More than nine years after the Deepwater Horizon spill, oil can still be found buried deep in the sand along hundreds of miles of the Gulf Coast. Now, scientists have discovered that these clumps of oil and sand could take at least 30 years to decompose, according to recent research published in the journal Scientific Reports.
The research, led by ecologists at Florida State University, conducted a three-year study of oil buried in the white sands of Pensacola Beach in northwest Florida. Previous studies had found that small droplets of oil decay within a year of washing ashore, broken down by sand-dwelling microbes. But larger, golf ball-sized clumps of oil — the most common size found along Gulf Coast beaches — take roughly three decades to decompose entirely, the new study found. Larger clumps would take even longer, the scientists said.
“After the Deepwater Horizon spill, we found sediment-oil agglomerates at Pensacola Beach that were the size of an office printer, and even larger,” Markus Huettel, a marine ecologist at Florida State University, said in a statement. “After burial, these would persist in the beach much longer than our golf ball-size agglomerates.”
Huettel and his colleagues found that if not located on a beach — with its unique microbes, sediment transfer, and water and air circulation — similar-sized oil clumps would take more than three times longer to break down.

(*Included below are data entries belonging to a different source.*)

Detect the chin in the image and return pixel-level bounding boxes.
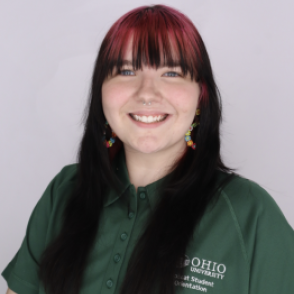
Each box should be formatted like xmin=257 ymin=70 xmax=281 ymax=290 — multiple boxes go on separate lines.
xmin=129 ymin=141 xmax=166 ymax=154
xmin=135 ymin=145 xmax=162 ymax=154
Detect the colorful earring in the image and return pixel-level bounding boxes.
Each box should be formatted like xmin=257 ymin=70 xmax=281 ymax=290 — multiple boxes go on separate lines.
xmin=185 ymin=108 xmax=200 ymax=150
xmin=103 ymin=121 xmax=116 ymax=148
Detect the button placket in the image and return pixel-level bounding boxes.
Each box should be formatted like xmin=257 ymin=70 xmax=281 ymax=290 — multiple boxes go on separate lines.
xmin=137 ymin=188 xmax=150 ymax=216
xmin=101 ymin=187 xmax=138 ymax=294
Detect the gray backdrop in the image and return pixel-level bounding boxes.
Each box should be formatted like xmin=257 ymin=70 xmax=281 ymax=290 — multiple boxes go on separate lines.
xmin=1 ymin=0 xmax=293 ymax=292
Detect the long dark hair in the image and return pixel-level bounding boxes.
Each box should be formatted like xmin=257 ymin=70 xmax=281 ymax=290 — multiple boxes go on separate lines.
xmin=39 ymin=5 xmax=234 ymax=294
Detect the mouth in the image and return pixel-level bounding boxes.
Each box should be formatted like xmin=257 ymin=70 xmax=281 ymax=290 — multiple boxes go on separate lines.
xmin=129 ymin=113 xmax=169 ymax=124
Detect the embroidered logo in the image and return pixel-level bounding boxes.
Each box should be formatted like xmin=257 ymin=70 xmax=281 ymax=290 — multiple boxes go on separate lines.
xmin=190 ymin=256 xmax=226 ymax=279
xmin=175 ymin=255 xmax=227 ymax=292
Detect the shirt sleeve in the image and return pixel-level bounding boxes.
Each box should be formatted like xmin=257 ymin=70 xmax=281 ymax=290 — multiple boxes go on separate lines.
xmin=247 ymin=181 xmax=294 ymax=293
xmin=1 ymin=169 xmax=64 ymax=294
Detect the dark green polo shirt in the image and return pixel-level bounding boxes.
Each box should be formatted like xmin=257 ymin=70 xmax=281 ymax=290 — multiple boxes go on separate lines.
xmin=2 ymin=149 xmax=294 ymax=293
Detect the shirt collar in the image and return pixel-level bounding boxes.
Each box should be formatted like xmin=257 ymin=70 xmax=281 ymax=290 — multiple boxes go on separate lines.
xmin=103 ymin=148 xmax=172 ymax=211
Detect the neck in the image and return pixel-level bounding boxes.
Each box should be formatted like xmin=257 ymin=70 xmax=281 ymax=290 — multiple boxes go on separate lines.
xmin=123 ymin=142 xmax=186 ymax=191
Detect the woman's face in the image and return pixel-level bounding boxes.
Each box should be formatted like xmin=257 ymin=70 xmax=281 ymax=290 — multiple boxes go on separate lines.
xmin=101 ymin=41 xmax=201 ymax=155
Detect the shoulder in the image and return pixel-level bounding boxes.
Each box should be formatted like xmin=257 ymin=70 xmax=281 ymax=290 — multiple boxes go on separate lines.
xmin=215 ymin=174 xmax=294 ymax=292
xmin=215 ymin=171 xmax=294 ymax=258
xmin=0 ymin=164 xmax=80 ymax=291
xmin=213 ymin=171 xmax=294 ymax=245
xmin=57 ymin=162 xmax=78 ymax=182
xmin=32 ymin=163 xmax=79 ymax=213
xmin=216 ymin=171 xmax=282 ymax=219
xmin=48 ymin=163 xmax=79 ymax=196
xmin=56 ymin=163 xmax=78 ymax=182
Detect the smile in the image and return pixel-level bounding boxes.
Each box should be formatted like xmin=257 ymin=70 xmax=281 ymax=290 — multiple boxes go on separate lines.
xmin=129 ymin=114 xmax=168 ymax=123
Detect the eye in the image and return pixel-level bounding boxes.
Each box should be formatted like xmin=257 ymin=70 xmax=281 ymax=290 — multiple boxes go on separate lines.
xmin=163 ymin=71 xmax=180 ymax=77
xmin=120 ymin=69 xmax=135 ymax=76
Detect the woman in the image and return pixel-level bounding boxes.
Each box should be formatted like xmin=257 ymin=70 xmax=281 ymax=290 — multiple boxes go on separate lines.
xmin=3 ymin=4 xmax=294 ymax=294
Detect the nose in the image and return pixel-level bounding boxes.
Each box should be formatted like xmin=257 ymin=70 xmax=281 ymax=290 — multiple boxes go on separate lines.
xmin=135 ymin=73 xmax=161 ymax=105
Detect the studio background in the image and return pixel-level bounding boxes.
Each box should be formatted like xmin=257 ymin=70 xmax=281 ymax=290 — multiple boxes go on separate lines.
xmin=1 ymin=0 xmax=293 ymax=292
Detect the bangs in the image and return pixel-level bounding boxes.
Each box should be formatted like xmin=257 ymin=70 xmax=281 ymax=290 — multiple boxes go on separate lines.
xmin=102 ymin=5 xmax=203 ymax=81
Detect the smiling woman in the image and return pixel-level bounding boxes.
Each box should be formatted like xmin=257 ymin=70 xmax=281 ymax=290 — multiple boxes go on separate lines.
xmin=2 ymin=4 xmax=294 ymax=294
xmin=100 ymin=9 xmax=204 ymax=161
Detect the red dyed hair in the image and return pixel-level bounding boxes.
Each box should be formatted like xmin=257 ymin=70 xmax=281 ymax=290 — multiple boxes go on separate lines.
xmin=100 ymin=5 xmax=209 ymax=104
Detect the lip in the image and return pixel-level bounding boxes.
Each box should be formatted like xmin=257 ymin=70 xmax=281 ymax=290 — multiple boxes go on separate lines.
xmin=128 ymin=113 xmax=171 ymax=128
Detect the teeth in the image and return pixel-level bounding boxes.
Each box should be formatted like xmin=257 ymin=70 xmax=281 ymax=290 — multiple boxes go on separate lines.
xmin=131 ymin=114 xmax=167 ymax=123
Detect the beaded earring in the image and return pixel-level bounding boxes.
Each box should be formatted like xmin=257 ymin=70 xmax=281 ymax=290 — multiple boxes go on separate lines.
xmin=185 ymin=108 xmax=200 ymax=150
xmin=103 ymin=121 xmax=117 ymax=148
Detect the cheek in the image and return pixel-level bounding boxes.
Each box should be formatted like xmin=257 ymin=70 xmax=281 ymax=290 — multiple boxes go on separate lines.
xmin=102 ymin=83 xmax=128 ymax=115
xmin=168 ymin=85 xmax=200 ymax=115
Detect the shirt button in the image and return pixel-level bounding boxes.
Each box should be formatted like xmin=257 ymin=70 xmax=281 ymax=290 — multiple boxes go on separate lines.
xmin=128 ymin=212 xmax=135 ymax=219
xmin=139 ymin=192 xmax=146 ymax=199
xmin=113 ymin=254 xmax=121 ymax=263
xmin=120 ymin=233 xmax=128 ymax=241
xmin=106 ymin=279 xmax=113 ymax=288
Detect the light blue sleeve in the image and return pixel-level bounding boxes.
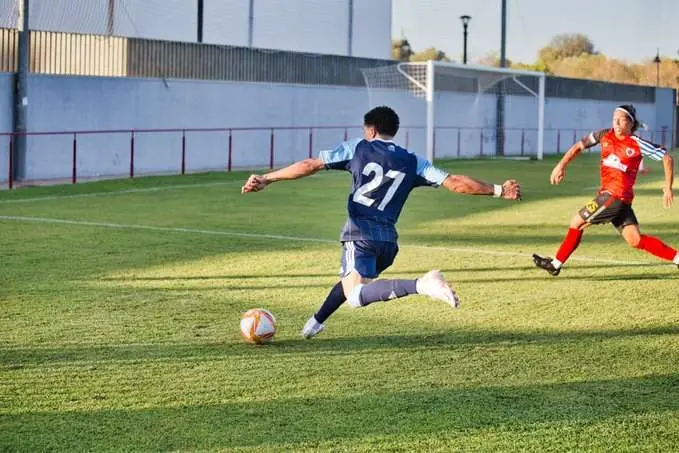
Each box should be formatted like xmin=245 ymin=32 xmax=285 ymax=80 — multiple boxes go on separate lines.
xmin=633 ymin=136 xmax=666 ymax=161
xmin=415 ymin=154 xmax=449 ymax=186
xmin=318 ymin=138 xmax=363 ymax=168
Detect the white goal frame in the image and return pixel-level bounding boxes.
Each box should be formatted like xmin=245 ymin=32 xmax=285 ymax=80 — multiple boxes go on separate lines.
xmin=365 ymin=61 xmax=547 ymax=161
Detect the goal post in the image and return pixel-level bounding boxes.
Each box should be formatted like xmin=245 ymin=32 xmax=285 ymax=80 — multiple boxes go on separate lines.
xmin=361 ymin=61 xmax=546 ymax=161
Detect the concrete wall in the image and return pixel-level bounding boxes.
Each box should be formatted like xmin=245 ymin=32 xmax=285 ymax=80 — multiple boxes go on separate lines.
xmin=0 ymin=73 xmax=675 ymax=183
xmin=10 ymin=74 xmax=371 ymax=181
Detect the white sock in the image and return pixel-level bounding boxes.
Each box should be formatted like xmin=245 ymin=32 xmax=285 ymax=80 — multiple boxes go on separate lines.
xmin=674 ymin=253 xmax=679 ymax=265
xmin=348 ymin=284 xmax=364 ymax=308
xmin=551 ymin=258 xmax=563 ymax=269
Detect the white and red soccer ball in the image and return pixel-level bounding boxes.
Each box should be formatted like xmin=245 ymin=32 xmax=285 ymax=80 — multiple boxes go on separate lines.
xmin=240 ymin=308 xmax=278 ymax=344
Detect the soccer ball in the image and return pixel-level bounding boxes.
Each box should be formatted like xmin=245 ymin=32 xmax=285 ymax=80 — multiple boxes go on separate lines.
xmin=240 ymin=308 xmax=278 ymax=344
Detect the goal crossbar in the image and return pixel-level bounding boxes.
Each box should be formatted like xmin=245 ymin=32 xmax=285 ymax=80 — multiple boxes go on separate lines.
xmin=362 ymin=60 xmax=547 ymax=161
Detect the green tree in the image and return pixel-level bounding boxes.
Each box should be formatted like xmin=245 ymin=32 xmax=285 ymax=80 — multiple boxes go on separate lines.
xmin=538 ymin=33 xmax=596 ymax=70
xmin=392 ymin=39 xmax=414 ymax=61
xmin=410 ymin=47 xmax=449 ymax=62
xmin=477 ymin=51 xmax=512 ymax=68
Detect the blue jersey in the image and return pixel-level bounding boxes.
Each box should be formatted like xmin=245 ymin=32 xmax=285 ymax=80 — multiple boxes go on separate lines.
xmin=319 ymin=138 xmax=449 ymax=243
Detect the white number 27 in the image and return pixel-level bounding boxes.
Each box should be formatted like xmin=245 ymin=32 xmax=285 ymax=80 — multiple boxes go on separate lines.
xmin=353 ymin=162 xmax=406 ymax=211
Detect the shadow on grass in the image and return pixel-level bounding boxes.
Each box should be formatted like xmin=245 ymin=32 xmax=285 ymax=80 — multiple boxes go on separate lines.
xmin=3 ymin=325 xmax=679 ymax=367
xmin=80 ymin=272 xmax=678 ymax=293
xmin=1 ymin=372 xmax=677 ymax=451
xmin=97 ymin=262 xmax=668 ymax=281
xmin=91 ymin=261 xmax=676 ymax=291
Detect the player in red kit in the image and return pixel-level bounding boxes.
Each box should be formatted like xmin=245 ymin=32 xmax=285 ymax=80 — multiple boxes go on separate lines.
xmin=533 ymin=104 xmax=678 ymax=275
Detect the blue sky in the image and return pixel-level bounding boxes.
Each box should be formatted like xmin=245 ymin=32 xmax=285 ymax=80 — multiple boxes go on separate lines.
xmin=392 ymin=0 xmax=679 ymax=64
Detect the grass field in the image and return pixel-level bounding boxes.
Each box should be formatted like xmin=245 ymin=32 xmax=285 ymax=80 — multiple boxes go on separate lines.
xmin=1 ymin=153 xmax=678 ymax=452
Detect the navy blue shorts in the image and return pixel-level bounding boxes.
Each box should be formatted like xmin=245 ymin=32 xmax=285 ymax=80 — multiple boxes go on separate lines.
xmin=340 ymin=240 xmax=399 ymax=279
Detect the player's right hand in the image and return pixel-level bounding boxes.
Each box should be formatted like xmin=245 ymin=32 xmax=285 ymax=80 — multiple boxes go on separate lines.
xmin=663 ymin=187 xmax=674 ymax=208
xmin=501 ymin=179 xmax=521 ymax=200
xmin=550 ymin=165 xmax=566 ymax=185
xmin=241 ymin=174 xmax=269 ymax=193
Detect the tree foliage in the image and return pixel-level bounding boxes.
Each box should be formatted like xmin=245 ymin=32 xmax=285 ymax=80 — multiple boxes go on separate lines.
xmin=531 ymin=34 xmax=678 ymax=91
xmin=410 ymin=47 xmax=449 ymax=62
xmin=538 ymin=33 xmax=596 ymax=66
xmin=391 ymin=40 xmax=448 ymax=62
xmin=392 ymin=39 xmax=414 ymax=61
xmin=392 ymin=34 xmax=679 ymax=92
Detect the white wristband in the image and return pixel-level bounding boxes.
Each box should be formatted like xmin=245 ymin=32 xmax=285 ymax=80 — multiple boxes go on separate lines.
xmin=493 ymin=184 xmax=503 ymax=198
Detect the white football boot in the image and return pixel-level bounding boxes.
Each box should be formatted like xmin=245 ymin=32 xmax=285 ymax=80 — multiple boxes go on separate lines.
xmin=416 ymin=270 xmax=460 ymax=308
xmin=302 ymin=316 xmax=325 ymax=339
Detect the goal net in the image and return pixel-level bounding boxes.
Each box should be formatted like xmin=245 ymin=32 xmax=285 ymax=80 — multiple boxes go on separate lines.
xmin=361 ymin=61 xmax=546 ymax=161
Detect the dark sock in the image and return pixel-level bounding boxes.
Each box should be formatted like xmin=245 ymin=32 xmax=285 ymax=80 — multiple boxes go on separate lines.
xmin=358 ymin=279 xmax=418 ymax=307
xmin=314 ymin=282 xmax=345 ymax=324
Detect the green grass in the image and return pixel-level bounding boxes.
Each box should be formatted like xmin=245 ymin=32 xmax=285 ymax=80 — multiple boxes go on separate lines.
xmin=1 ymin=153 xmax=678 ymax=452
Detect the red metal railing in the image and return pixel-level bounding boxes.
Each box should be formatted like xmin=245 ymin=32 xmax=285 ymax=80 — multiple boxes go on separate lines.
xmin=1 ymin=125 xmax=672 ymax=190
xmin=2 ymin=125 xmax=360 ymax=189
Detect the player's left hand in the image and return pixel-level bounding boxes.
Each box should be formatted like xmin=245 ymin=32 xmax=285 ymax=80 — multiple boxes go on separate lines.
xmin=550 ymin=165 xmax=566 ymax=185
xmin=663 ymin=187 xmax=674 ymax=208
xmin=501 ymin=179 xmax=521 ymax=200
xmin=241 ymin=174 xmax=269 ymax=193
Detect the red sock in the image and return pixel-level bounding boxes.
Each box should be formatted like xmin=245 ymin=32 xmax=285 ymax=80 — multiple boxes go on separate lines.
xmin=556 ymin=228 xmax=583 ymax=263
xmin=637 ymin=235 xmax=678 ymax=262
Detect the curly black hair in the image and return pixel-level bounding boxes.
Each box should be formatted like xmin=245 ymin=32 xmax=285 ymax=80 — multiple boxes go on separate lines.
xmin=364 ymin=106 xmax=400 ymax=137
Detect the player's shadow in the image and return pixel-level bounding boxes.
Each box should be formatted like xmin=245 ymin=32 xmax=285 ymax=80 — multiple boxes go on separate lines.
xmin=92 ymin=271 xmax=678 ymax=291
xmin=402 ymin=230 xmax=679 ymax=249
xmin=271 ymin=324 xmax=679 ymax=354
xmin=94 ymin=260 xmax=676 ymax=290
xmin=98 ymin=262 xmax=667 ymax=282
xmin=5 ymin=325 xmax=679 ymax=367
xmin=573 ymin=273 xmax=679 ymax=281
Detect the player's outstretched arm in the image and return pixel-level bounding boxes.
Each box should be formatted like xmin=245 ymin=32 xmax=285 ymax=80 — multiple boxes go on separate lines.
xmin=551 ymin=141 xmax=586 ymax=185
xmin=442 ymin=175 xmax=521 ymax=200
xmin=662 ymin=153 xmax=674 ymax=208
xmin=241 ymin=158 xmax=326 ymax=193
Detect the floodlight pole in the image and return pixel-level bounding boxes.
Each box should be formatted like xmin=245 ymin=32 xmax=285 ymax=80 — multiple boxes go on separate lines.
xmin=197 ymin=0 xmax=204 ymax=42
xmin=347 ymin=0 xmax=354 ymax=56
xmin=13 ymin=0 xmax=30 ymax=181
xmin=653 ymin=49 xmax=661 ymax=86
xmin=107 ymin=0 xmax=115 ymax=35
xmin=247 ymin=0 xmax=254 ymax=47
xmin=495 ymin=0 xmax=507 ymax=156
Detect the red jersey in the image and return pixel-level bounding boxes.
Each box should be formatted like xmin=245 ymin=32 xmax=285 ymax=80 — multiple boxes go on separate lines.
xmin=582 ymin=129 xmax=666 ymax=203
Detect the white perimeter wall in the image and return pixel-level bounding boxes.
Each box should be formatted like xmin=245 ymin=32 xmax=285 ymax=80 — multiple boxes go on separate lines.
xmin=0 ymin=73 xmax=675 ymax=182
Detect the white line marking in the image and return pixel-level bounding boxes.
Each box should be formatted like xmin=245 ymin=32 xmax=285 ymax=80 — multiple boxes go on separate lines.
xmin=0 ymin=215 xmax=334 ymax=243
xmin=0 ymin=215 xmax=653 ymax=266
xmin=0 ymin=181 xmax=241 ymax=204
xmin=0 ymin=173 xmax=350 ymax=205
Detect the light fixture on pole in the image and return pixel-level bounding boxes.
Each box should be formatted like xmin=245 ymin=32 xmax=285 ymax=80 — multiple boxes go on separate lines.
xmin=460 ymin=15 xmax=471 ymax=64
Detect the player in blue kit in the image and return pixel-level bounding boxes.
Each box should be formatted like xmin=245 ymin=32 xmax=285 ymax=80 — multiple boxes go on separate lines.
xmin=242 ymin=106 xmax=521 ymax=338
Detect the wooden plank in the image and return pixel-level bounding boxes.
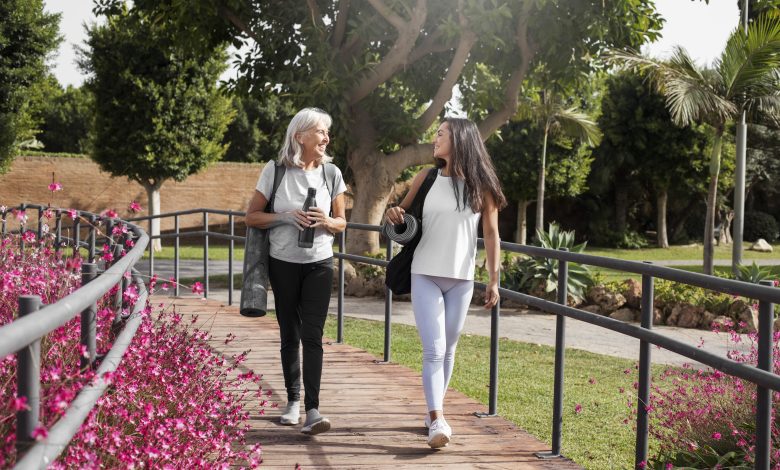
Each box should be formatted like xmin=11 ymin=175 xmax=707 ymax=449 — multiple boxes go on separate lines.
xmin=153 ymin=295 xmax=581 ymax=469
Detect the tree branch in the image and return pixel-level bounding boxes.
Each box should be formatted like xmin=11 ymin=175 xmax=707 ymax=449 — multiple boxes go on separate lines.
xmin=305 ymin=0 xmax=327 ymax=38
xmin=348 ymin=0 xmax=427 ymax=105
xmin=416 ymin=30 xmax=476 ymax=132
xmin=331 ymin=0 xmax=351 ymax=49
xmin=477 ymin=6 xmax=535 ymax=139
xmin=367 ymin=0 xmax=406 ymax=31
xmin=407 ymin=30 xmax=452 ymax=64
xmin=386 ymin=143 xmax=435 ymax=177
xmin=217 ymin=5 xmax=261 ymax=44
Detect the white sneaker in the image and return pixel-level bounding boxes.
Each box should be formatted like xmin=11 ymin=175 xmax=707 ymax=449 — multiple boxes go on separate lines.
xmin=424 ymin=414 xmax=431 ymax=428
xmin=280 ymin=401 xmax=300 ymax=425
xmin=301 ymin=409 xmax=331 ymax=435
xmin=427 ymin=418 xmax=451 ymax=448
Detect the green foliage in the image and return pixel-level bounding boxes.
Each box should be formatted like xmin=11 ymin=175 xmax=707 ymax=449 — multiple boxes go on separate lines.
xmin=0 ymin=0 xmax=61 ymax=172
xmin=85 ymin=9 xmax=233 ymax=187
xmin=36 ymin=84 xmax=94 ymax=154
xmin=588 ymin=220 xmax=649 ymax=249
xmin=221 ymin=94 xmax=295 ymax=163
xmin=502 ymin=223 xmax=593 ymax=301
xmin=735 ymin=261 xmax=774 ymax=284
xmin=652 ymin=279 xmax=733 ymax=316
xmin=649 ymin=446 xmax=747 ymax=469
xmin=354 ymin=252 xmax=385 ymax=280
xmin=743 ymin=211 xmax=779 ymax=242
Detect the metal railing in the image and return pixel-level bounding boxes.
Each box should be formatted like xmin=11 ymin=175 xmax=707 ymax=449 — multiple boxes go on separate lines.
xmin=1 ymin=204 xmax=149 ymax=469
xmin=131 ymin=208 xmax=778 ymax=468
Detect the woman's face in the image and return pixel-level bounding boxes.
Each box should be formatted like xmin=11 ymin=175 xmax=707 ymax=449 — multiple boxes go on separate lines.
xmin=298 ymin=121 xmax=330 ymax=160
xmin=433 ymin=122 xmax=452 ymax=162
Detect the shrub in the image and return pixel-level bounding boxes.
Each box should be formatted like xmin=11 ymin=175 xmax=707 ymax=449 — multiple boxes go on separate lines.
xmin=743 ymin=211 xmax=779 ymax=242
xmin=502 ymin=223 xmax=593 ymax=301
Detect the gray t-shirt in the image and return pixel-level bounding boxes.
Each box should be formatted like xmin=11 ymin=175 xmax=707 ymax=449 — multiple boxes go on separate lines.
xmin=255 ymin=162 xmax=346 ymax=263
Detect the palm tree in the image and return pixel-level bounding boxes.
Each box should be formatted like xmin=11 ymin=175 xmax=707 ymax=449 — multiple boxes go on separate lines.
xmin=519 ymin=90 xmax=601 ymax=236
xmin=610 ymin=14 xmax=780 ymax=275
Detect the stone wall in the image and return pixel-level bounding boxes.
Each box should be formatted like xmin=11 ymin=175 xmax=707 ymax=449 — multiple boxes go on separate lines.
xmin=0 ymin=155 xmax=265 ymax=231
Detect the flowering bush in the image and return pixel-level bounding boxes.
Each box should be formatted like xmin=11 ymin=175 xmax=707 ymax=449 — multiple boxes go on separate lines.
xmin=630 ymin=327 xmax=780 ymax=469
xmin=0 ymin=230 xmax=264 ymax=467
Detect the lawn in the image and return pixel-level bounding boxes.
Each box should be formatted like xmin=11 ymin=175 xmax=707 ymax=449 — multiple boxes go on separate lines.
xmin=318 ymin=313 xmax=666 ymax=470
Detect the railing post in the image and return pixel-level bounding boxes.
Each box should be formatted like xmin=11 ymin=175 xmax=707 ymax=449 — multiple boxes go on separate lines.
xmin=54 ymin=210 xmax=62 ymax=254
xmin=88 ymin=215 xmax=97 ymax=262
xmin=337 ymin=231 xmax=345 ymax=344
xmin=228 ymin=213 xmax=234 ymax=305
xmin=112 ymin=245 xmax=124 ymax=327
xmin=204 ymin=211 xmax=209 ymax=298
xmin=73 ymin=213 xmax=81 ymax=257
xmin=382 ymin=238 xmax=394 ymax=363
xmin=537 ymin=247 xmax=568 ymax=459
xmin=477 ymin=266 xmax=501 ymax=418
xmin=20 ymin=203 xmax=27 ymax=252
xmin=16 ymin=295 xmax=42 ymax=453
xmin=1 ymin=206 xmax=6 ymax=235
xmin=148 ymin=229 xmax=154 ymax=279
xmin=37 ymin=206 xmax=43 ymax=240
xmin=80 ymin=263 xmax=98 ymax=370
xmin=756 ymin=279 xmax=774 ymax=469
xmin=174 ymin=214 xmax=180 ymax=297
xmin=635 ymin=264 xmax=654 ymax=468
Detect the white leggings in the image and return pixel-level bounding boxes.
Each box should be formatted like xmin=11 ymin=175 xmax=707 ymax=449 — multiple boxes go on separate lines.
xmin=411 ymin=273 xmax=474 ymax=412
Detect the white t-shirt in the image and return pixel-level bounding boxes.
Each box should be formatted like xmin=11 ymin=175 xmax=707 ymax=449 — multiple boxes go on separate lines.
xmin=255 ymin=162 xmax=346 ymax=264
xmin=411 ymin=173 xmax=481 ymax=280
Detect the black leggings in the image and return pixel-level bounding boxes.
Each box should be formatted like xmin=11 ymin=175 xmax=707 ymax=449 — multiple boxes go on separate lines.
xmin=269 ymin=256 xmax=333 ymax=411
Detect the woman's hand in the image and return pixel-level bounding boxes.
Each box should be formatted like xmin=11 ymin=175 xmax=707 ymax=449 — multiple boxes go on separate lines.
xmin=277 ymin=210 xmax=310 ymax=231
xmin=384 ymin=206 xmax=406 ymax=225
xmin=484 ymin=281 xmax=499 ymax=310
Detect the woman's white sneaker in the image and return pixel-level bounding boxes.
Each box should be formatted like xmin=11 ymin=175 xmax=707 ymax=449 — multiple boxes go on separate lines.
xmin=280 ymin=401 xmax=300 ymax=425
xmin=427 ymin=418 xmax=451 ymax=448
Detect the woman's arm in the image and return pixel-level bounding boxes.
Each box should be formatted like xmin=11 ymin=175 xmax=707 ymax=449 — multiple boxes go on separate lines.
xmin=383 ymin=169 xmax=430 ymax=225
xmin=481 ymin=192 xmax=501 ymax=309
xmin=244 ymin=190 xmax=309 ymax=230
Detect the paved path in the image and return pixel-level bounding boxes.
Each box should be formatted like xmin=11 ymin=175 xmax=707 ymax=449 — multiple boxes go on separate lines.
xmin=167 ymin=296 xmax=581 ymax=469
xmin=143 ymin=259 xmax=756 ymax=367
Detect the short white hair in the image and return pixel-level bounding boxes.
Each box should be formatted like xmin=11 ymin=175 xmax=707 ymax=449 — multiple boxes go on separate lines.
xmin=278 ymin=107 xmax=333 ymax=168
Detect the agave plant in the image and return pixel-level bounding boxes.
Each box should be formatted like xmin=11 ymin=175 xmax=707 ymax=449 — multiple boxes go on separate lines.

“The beach, breathing in tidal rhythm, can be compared to a large organism that aerobically ‘digests’ the organic matter — including oil — by inhaling oxygen and exhaling carbon dioxide,” Huettel said. “The apparent cleanness of the sand that we all enjoy when going to the beach is a reflection of the effective beach biocatalytic decomposition process that removes degradable material in a relatively short time.”